Sejak menjabat sebagai Wali Kota Medan, Bobby sudah disorot publik dalam berbagai dugaan pelanggaran hukum.
Salah satunya adalah dugaan gratifikasi yang bahkan pernah dilaporkan ke Komisi Pemberantasan Korupsi (KPK).
Namun, kekuatan politik Jokowi saat itu tampaknya masih terlalu besar untuk disentuh.
Bandingkan dengan nasib Hasto Kristiyanto—sosok yang tak begitu dekat dengan Jokowi—yang langsung diperiksa intensif oleh KPK.
Lembaga antirasuah itu bak ‘banteng perkasa’ terhadap Hasto, tetapi seolah menjadi ‘anak kucing jinak’ saat menyentuh lingkar dalam keluarga Jokowi.
Kini, badai kembali datang. Bobby kembali terseret dalam dugaan korupsi proyek pembangunan jalan di Sumatra Utara. Beberapa tangan kanannya telah ditangkap KPK.
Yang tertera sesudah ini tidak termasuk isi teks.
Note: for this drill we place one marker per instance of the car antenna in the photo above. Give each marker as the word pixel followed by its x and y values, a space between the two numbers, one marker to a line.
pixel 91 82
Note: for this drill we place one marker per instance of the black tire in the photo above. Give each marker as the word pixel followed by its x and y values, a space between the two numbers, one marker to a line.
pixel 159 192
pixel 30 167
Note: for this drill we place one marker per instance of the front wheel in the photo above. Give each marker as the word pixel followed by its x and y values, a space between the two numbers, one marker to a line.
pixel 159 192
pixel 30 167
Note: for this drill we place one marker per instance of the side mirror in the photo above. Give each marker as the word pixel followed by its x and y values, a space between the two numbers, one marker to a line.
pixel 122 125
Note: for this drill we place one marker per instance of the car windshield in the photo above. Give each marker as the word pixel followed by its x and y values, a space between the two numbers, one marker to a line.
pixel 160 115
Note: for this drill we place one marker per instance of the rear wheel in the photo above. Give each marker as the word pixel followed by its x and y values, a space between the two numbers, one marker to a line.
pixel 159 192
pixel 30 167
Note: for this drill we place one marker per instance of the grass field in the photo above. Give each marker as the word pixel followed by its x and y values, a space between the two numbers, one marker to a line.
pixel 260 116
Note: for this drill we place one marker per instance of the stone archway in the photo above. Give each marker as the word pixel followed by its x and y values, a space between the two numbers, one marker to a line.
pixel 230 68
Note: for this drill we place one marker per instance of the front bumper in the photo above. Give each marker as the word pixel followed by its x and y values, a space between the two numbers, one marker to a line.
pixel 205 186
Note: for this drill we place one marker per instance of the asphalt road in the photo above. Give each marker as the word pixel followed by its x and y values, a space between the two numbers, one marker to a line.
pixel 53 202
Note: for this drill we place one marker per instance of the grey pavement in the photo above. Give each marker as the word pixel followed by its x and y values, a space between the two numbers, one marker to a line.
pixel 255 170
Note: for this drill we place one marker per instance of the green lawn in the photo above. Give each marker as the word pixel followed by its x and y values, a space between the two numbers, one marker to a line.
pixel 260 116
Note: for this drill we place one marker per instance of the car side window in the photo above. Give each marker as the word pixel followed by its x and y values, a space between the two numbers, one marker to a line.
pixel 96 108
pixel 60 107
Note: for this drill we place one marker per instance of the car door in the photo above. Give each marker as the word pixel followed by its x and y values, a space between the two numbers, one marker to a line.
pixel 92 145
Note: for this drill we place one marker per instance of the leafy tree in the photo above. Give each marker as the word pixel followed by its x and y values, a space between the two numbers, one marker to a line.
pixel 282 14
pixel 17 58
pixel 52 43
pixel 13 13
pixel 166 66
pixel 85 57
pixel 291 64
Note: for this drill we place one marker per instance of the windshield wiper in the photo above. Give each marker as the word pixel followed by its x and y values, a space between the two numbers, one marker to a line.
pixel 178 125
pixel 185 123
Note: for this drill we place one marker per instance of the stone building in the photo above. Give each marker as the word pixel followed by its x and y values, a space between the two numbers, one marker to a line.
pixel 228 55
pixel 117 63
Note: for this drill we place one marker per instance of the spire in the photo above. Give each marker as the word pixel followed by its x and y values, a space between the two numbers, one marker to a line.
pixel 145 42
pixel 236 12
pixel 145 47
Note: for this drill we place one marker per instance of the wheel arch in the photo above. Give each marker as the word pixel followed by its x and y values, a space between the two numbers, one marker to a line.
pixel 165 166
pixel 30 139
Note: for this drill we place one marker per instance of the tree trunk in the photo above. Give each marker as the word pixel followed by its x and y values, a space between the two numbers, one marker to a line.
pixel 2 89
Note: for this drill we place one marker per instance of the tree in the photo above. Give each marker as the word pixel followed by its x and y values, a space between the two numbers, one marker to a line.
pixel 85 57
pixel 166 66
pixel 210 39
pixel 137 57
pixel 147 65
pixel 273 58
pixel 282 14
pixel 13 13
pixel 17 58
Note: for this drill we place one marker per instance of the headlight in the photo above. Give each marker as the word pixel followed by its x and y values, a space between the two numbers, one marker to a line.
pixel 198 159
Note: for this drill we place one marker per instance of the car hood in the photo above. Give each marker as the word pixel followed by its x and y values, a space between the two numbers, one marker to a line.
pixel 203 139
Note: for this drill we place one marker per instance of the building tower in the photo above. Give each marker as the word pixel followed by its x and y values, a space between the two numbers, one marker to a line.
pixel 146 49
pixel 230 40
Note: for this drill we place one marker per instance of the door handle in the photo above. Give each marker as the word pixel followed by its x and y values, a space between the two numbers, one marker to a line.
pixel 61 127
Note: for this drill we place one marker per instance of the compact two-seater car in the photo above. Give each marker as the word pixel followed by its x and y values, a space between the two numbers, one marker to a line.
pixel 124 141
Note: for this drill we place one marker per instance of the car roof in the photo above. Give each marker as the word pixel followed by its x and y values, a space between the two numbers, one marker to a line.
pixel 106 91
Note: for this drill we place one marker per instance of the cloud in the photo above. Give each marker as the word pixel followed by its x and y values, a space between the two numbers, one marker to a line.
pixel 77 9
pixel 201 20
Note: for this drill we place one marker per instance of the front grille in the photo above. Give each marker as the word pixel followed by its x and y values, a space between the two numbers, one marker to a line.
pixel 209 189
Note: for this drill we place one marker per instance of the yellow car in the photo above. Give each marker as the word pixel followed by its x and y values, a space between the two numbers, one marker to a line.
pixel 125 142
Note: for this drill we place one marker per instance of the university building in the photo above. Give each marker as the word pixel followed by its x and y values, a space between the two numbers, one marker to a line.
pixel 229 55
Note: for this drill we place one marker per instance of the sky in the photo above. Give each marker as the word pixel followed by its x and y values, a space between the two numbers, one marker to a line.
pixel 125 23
Salah satunya berinisial TOP, yang diketahui menjabat Kepala Dinas Pekerjaan Umum dan Perumahan Rakyat (PUPR) Kota Medan saat Bobby menjabat wali kota.
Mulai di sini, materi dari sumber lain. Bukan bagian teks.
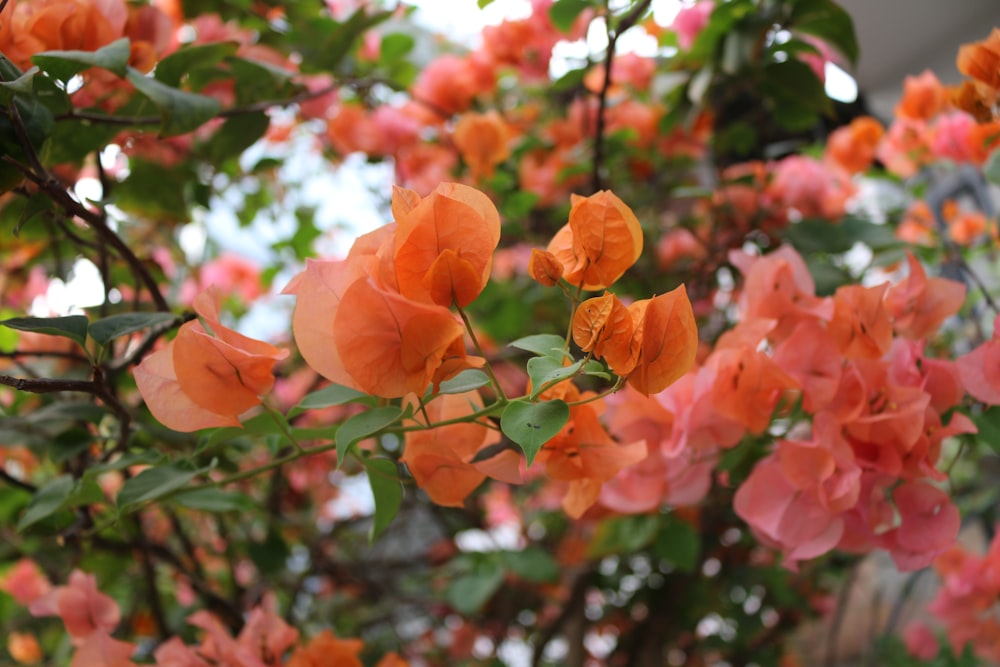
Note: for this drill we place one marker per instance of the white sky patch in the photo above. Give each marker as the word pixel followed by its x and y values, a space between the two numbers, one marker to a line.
pixel 840 85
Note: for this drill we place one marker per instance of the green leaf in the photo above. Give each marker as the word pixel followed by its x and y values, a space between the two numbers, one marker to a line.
pixel 363 425
pixel 154 483
pixel 395 46
pixel 467 380
pixel 533 564
pixel 679 543
pixel 64 65
pixel 335 394
pixel 564 12
pixel 108 328
pixel 531 425
pixel 988 423
pixel 271 555
pixel 148 457
pixel 211 499
pixel 155 191
pixel 387 490
pixel 991 170
pixel 256 80
pixel 23 84
pixel 180 111
pixel 171 70
pixel 626 534
pixel 546 371
pixel 470 592
pixel 548 345
pixel 828 21
pixel 47 501
pixel 73 327
pixel 236 135
pixel 324 43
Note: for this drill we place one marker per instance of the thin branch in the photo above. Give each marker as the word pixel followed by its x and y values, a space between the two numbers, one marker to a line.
pixel 626 22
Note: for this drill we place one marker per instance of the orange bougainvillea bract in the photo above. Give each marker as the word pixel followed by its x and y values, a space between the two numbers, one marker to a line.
pixel 600 242
pixel 206 376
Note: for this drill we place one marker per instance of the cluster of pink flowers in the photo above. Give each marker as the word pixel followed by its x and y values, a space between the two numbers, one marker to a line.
pixel 864 475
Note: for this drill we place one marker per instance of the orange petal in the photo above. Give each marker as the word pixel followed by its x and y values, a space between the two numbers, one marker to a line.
pixel 388 344
pixel 606 241
pixel 669 342
pixel 157 384
pixel 544 267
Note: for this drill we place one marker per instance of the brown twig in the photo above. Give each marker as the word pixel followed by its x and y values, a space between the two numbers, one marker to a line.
pixel 626 22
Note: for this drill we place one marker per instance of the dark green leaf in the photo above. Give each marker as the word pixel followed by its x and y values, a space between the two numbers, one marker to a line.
pixel 236 135
pixel 64 65
pixel 47 501
pixel 470 592
pixel 563 13
pixel 533 564
pixel 324 43
pixel 73 327
pixel 180 111
pixel 155 483
pixel 171 70
pixel 257 81
pixel 679 543
pixel 394 46
pixel 626 534
pixel 362 426
pixel 108 328
pixel 828 21
pixel 467 380
pixel 387 491
pixel 335 394
pixel 988 423
pixel 546 371
pixel 531 425
pixel 548 345
pixel 24 84
pixel 155 191
pixel 211 499
pixel 991 170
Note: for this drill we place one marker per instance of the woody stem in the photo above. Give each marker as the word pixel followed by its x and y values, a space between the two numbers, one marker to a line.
pixel 479 350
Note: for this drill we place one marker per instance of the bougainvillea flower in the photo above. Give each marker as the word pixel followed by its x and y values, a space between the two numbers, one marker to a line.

Tak hanya itu, Bobby dan istrinya, Kahiyang Ayu, disebut-sebut terkait dengan sebuah kode wilayah tambang di Blok Medan.
Dugaan ini mengejutkan banyak pihak karena blok tersebut diduga berkaitan langsung dengan keluarga Presiden.
Jika Bobby benar-benar ditetapkan sebagai tersangka dan ditahan dalam kasus ini, maka secara otomatis ia harus diberhentikan sementara dari jabatannya melalui Surat Keputusan Menteri Dalam Negeri.
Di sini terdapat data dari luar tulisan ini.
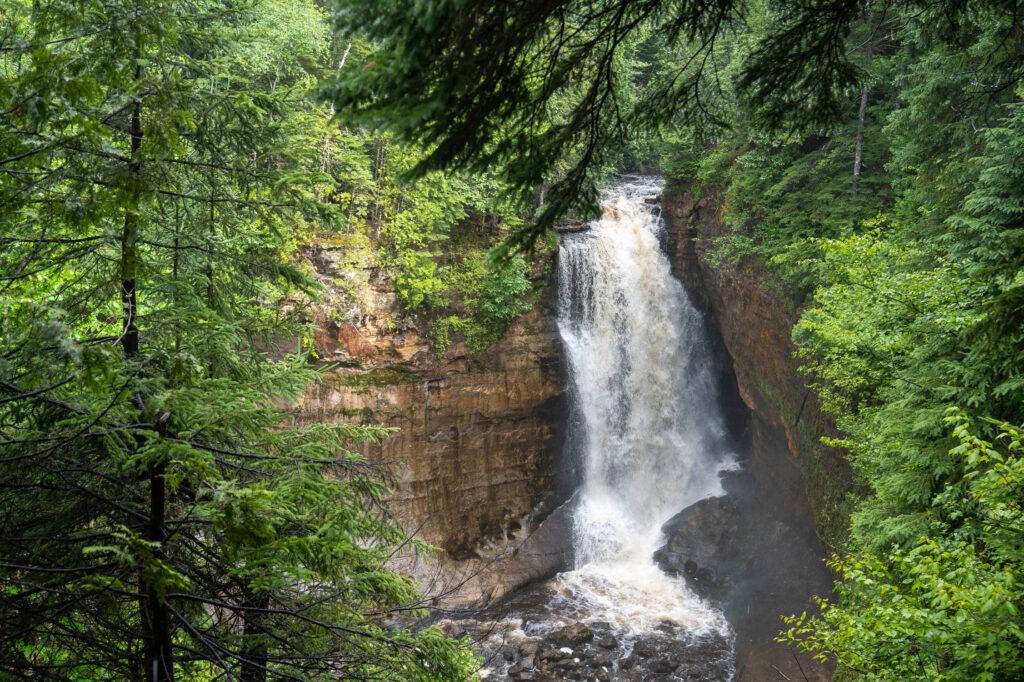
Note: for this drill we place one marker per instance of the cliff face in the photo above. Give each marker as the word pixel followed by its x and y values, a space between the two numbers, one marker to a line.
pixel 755 322
pixel 757 552
pixel 476 436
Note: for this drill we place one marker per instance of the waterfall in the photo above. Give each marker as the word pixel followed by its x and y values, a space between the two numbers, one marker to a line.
pixel 646 428
pixel 646 422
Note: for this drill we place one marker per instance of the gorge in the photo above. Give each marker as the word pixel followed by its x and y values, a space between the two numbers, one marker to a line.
pixel 505 476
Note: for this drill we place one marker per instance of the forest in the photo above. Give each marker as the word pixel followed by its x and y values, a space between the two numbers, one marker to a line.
pixel 163 513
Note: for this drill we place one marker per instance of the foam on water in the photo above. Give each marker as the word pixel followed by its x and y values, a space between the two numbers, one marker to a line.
pixel 647 426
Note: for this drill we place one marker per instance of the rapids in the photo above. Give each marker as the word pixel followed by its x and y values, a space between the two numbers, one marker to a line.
pixel 649 440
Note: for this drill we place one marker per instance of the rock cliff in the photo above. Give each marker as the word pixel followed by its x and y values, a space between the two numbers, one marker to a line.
pixel 757 552
pixel 755 320
pixel 475 439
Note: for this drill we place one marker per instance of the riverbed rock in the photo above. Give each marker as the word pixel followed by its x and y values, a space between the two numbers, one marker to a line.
pixel 572 636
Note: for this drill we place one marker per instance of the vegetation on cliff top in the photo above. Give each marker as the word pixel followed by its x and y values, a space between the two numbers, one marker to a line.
pixel 869 154
pixel 160 163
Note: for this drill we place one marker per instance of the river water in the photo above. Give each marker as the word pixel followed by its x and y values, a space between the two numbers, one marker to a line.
pixel 650 440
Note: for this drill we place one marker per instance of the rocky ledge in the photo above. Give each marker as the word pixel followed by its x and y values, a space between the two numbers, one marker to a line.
pixel 475 437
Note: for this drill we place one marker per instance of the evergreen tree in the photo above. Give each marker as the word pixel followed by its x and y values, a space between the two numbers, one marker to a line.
pixel 163 516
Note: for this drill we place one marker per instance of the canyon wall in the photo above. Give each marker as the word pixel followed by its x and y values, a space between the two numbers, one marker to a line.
pixel 755 320
pixel 476 436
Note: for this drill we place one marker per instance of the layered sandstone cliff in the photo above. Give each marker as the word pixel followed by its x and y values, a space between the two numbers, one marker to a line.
pixel 475 436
Dalam skenario seperti ini, jabatan Gubernur Sumatera Utara—jika ia terpilih dalam Pilkada 2024—akan diisi oleh Wakil Gubernur sebagai Pelaksana Tugas (Plt), sesuai dengan Pasal 78 jo. Pasal 76 ayat (1) Undang-Undang Nomor 23 Tahun 2014 tentang Pemerintahan Daerah.
Lalu, bagaimana dengan nasib calon gubernur yang kalah?
Secara logika dan etika hukum, apabila Bobby dalam posisi sebagai Wali Kota Medan sebelum Pilkada sudah terbukti melakukan tindak pidana, maka ia seharusnya tidak layak maju dalam Pilgub Sumut.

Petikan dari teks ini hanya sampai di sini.